Analysis: Upon further investigation, it was revealed that her pain exacerbates at times of severe depression and anxiety. In other words, there was a strong correlation between episodes of pain in the forefoot and when she felt extremely sad and anxious. Based on this finding, she was referred to a psychologist for weekly sessions and a community support group to address her social isolation. In the meantime, she started body relaxation techniques such as guided imagery and breathing exercises on a daily basis (at least one or two times per day). These strategies were in addition to the previously prescribed treatments such as specific massage techniques, naproxen, and topical salicylate ointment. After four weeks, in a follow-up visit, her pain level had decreased to 4/10 on the NPRS, which was controllable by taking 500 mg naproxen a day. The patient’s mental status improved, and she reported a significant decrease in the frequency of painful forefoot episodes.

Discussion

To the authors' knowledge, this is the first case report of a patient with Morton's neuroma having social and psychological factors as the main triggers of pain. This study highlights the necessity for considering these triggers and working towards removing them to not only reduce the need for pharmacological treatments, but also decrease the necessity of invasive interventions. This finding is in line with the biopsychosocial model of pain, which posits that not only tissue pathology contributes to the experience of pain, but that also social and psychological factors play important roles. (6)

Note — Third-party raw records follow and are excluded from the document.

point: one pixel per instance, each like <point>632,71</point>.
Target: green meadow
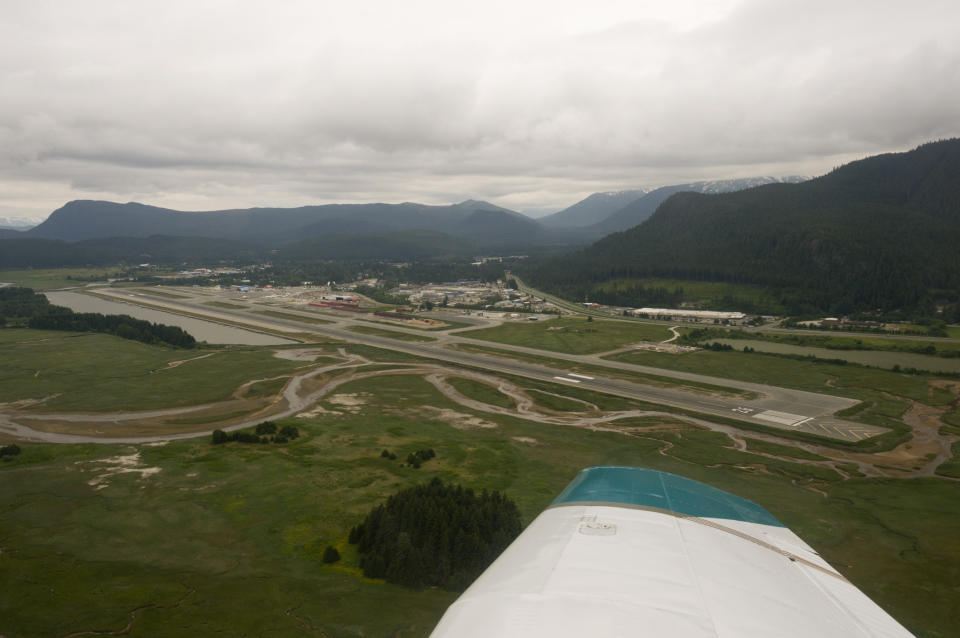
<point>98,372</point>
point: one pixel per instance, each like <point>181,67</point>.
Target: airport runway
<point>775,407</point>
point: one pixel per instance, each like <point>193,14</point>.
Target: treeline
<point>876,235</point>
<point>436,534</point>
<point>265,432</point>
<point>22,304</point>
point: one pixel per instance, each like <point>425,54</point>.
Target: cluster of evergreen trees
<point>436,534</point>
<point>266,432</point>
<point>21,304</point>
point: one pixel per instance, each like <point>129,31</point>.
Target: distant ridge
<point>637,211</point>
<point>594,208</point>
<point>475,221</point>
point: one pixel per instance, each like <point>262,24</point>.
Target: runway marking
<point>783,418</point>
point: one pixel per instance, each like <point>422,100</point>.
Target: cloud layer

Psychological factors such as depression have been reported as significant predictors of chronic pain following an injury. (7) Uncovering the exact underlying mechanism of how psychosocial factors could have affected the experience of pain for this patient is beyond the scope of this paper however, we can offer some explanations. Previous research has shown that people with high levels of anxiety are more sensitive to pain, and stress or other negative emotions are associated with lower pain thresholds. (8) In addition, pain shares some common biological mechanisms with depression and anxiety. For instance, various parts of the brain have vital roles in processing both anxiety and pain such as the periaqueductal gray and anterior cingulate cortex, as both regions get activated while feeling either pain or anxiety. (9) Even the severity of pain and psychological disorders are significantly correlated with each other. (10) This overlap of biological mechanisms can also lead to a vicious cycle between pain and psychological disorders, as pain is a risk factor for developing depression and anxiety. (9) Also, neurotransmitters such as glutamate have shown to play essential roles in regulating both mental health and pain. (9) In addition, emotional disorders might affect pain through other health behaviors such as nutrition and sleep. (7) Therefore, clinicians are recommended to screen for depression and anxiety, especially if the patient suffers from severe chronic pain. Focusing on typical causes and triggers may hinder the clinicians' and the patients' awareness that an underlying psychiatric condition may exist and potentially play a significant role. By going beyond the pathophysiology of a disorder, identifying the psychosocial contributors of pain, and implementing these factors into the management strategy, we can decrease the necessity of painkillers and invasive interventions, and optimize individualized care that is evidence-based and comprehensive.

This case report's principal strength is that it provides a clear example of how psychosocial factors can be the main triggers of pain, in this case for a patient with Morton's neuroma. The main limitation is the inability to create a causal link between depression/anxiety and the episodic periods of pain. Further research is required to establish a definite cause and effect relationship. Informed consent was obtained from the patient for this case report.